In biochemistry and molecular biology, a pulse-chase analysis is a method for examining a cellular process occurring over time by successively exposing the cells to a labeled compound (pulse) and then to the same compound in an unlabeled form (chase).

Mechanism
A selected cell or a group of cells is first exposed to a labeled compound (the pulse) that is to be incorporated into a molecule or system that is studied (also see pulse labeling). The compound then goes through the metabolic pathways and is used in the synthesis of the product studied. For example, a radioactively labeled form of leucine (3H-leucine) can be supplied to a group of pancreatic beta cells, which then uses this amino acid in insulin synthesis.

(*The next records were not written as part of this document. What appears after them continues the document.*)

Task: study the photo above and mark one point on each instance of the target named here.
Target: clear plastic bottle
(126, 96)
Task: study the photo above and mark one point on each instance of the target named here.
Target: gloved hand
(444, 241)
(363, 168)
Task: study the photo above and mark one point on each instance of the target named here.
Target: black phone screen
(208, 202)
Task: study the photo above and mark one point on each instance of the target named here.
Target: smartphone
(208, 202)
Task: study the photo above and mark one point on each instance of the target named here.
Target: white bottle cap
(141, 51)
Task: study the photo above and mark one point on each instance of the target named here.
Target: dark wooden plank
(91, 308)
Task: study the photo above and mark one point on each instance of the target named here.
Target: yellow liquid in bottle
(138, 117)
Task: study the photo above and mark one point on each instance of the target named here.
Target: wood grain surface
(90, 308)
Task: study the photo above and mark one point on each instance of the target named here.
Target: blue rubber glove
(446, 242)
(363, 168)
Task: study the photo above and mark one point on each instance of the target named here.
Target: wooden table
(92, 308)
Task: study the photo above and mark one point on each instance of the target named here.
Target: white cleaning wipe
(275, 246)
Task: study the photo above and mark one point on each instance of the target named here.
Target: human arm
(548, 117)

Shortly after introduction of the labeled compound (usually about 5 minutes, but the actual time needed is dependent on the object studied), excess of the same, but unlabeled, substance (the chase) is introduced into the environment. Following the previous example, the production of insulin would continue, but it would no longer contain the radioactive leucine introduced in the pulse phase and would not be visible using radioactive detection methods. However, the movement of the labeled insulin produced during the pulse period could still be tracked within the cell.

Uses
This method is useful for determining the activity of certain cells over a prolonged period of time. The method has been used to study protein kinase C, ubiquitin, and many other proteins. The method was also used to prove the existence and function of Okazaki fragments. George Palade used pulse-chase of radioactive amino acids to elucidate the secretory pathway.